De súbito, alguien llamó a la puerta. Con insistencia. Tres timbrazos largos, apremiantes. Una sacudida nerviosa alertó a la concertista de que algo raro pasaba. No esperaba a nadie. Adormilada se aproximó hasta la entrada y fisgó por la mirilla.

Era su vecino. El tal Heinz Rainer. Deformado por el efecto de ojo de pez del visor. Sonrió. De forma instintiva se volvió hacia la ventana de la sala buscando a
Liz
. El alféizar estaba vacío. Descorrió el pasador de seguridad y entreabrió.

—¿Otra vez se le ha escapado la gata? —bromeó.

Antes de que pudiera entender lo que ocurría, Elke Schultz se vio arrinconada contra la pared, con una mano atenazando sus labios y el gélido cañón de una pistola presionando en el centro de su frente, entre los dos ojos.
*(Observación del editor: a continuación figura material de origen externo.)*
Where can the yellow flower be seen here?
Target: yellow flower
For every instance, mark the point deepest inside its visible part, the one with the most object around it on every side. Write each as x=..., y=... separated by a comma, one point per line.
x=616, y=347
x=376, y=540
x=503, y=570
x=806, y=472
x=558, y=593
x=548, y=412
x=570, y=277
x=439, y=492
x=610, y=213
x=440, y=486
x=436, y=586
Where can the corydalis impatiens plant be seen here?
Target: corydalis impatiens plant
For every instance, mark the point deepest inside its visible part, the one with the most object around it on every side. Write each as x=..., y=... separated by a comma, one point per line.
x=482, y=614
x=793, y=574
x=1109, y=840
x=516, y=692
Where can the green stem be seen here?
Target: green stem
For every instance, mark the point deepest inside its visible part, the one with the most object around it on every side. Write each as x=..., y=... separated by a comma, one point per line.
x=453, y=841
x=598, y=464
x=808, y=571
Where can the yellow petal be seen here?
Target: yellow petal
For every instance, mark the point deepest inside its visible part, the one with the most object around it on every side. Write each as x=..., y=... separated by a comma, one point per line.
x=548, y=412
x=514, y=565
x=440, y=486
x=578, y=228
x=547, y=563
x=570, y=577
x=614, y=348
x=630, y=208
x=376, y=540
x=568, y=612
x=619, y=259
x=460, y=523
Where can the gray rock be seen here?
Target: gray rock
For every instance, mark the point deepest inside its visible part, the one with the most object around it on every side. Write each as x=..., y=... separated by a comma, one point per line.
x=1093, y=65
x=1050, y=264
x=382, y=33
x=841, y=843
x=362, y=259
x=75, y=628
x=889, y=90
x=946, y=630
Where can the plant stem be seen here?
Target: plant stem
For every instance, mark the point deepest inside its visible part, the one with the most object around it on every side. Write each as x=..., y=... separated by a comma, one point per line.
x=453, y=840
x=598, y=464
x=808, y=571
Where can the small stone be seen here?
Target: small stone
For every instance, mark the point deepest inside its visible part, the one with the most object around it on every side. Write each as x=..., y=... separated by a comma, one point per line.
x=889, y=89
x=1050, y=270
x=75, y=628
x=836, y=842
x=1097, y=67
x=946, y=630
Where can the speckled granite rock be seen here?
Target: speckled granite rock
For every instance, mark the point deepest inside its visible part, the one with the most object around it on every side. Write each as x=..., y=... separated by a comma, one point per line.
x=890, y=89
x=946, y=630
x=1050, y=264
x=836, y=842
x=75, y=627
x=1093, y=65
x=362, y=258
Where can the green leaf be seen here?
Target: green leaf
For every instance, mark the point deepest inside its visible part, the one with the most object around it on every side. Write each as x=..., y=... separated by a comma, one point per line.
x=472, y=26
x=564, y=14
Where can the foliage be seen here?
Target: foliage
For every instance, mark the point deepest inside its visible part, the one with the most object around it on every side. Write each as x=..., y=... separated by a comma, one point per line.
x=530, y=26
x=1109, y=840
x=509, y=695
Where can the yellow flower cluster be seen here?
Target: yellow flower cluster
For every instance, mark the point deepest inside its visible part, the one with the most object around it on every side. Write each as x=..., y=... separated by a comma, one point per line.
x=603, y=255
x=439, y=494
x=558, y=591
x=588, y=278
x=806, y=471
—Si quiere vivir, cierre la boca… —susurró él con voz lúgubre.

Capítulo 14

Destinos Cruzados - II

Los ojos de Elke Schultz se abrieron desmesuradamente. El terror aleteó en el centro de sus pupilas como un cuervo negro precipitándose desde lo alto. El rostro de Heinz Rainer, a sólo unos pocos centímetros del suyo, brillaba encendido en un extraño fulgor. Intentó gritar, pero le faltaba el aire y las palabras se ahogaban en su garganta; forcejeó con desesperación, buscando librarse de los dedos huesudos de aquel demente, crispados sobre su rostro como una garra.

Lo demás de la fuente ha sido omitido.